Tom Kha Gai is one of our favorite quick to make meals. It is so creamy and tangy, just typing this makes me want to whip up a pot of it! We first had this delicious soup with friends at a Thai restaurant 5 or 6 years ago. We had never really had Thai food because the first time we tried it as a married couple, my husband got food poisoning and swore off Thai food. Fast forward 15 years later and we got invited to dinner and tried it again! I am so thankful we did try it because so many of the options in Thai cooking are gluten-free.

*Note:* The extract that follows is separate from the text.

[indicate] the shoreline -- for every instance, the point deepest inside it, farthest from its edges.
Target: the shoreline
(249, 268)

When I make Tom Kha Gai, we usually arm wrestle a little over who gets the leftovers. I also love that you can change the protein you add to the soup based on what you have and or are in the mood for. I always put chicken breast in the soup and that is how I have had it at restaurants too. This time I added pink shrimp. I have also added scallops or crab meat. If you add scallops, be sure not to overcook them as they get rubbery.
Tom Kha Gai means Chicken Galangal soup according to Wikipedia. In Thailand, most tom kha gai recipes typically include coconut milk, galangal, kaffir lime leaves, lemongrass, Thai chili peppers, coriander (or dill weed), straw mushrooms (or shiitake or other mushrooms), chicken, fish sauce, and lime juice.
Here are a few items that may help you make this delicious soup!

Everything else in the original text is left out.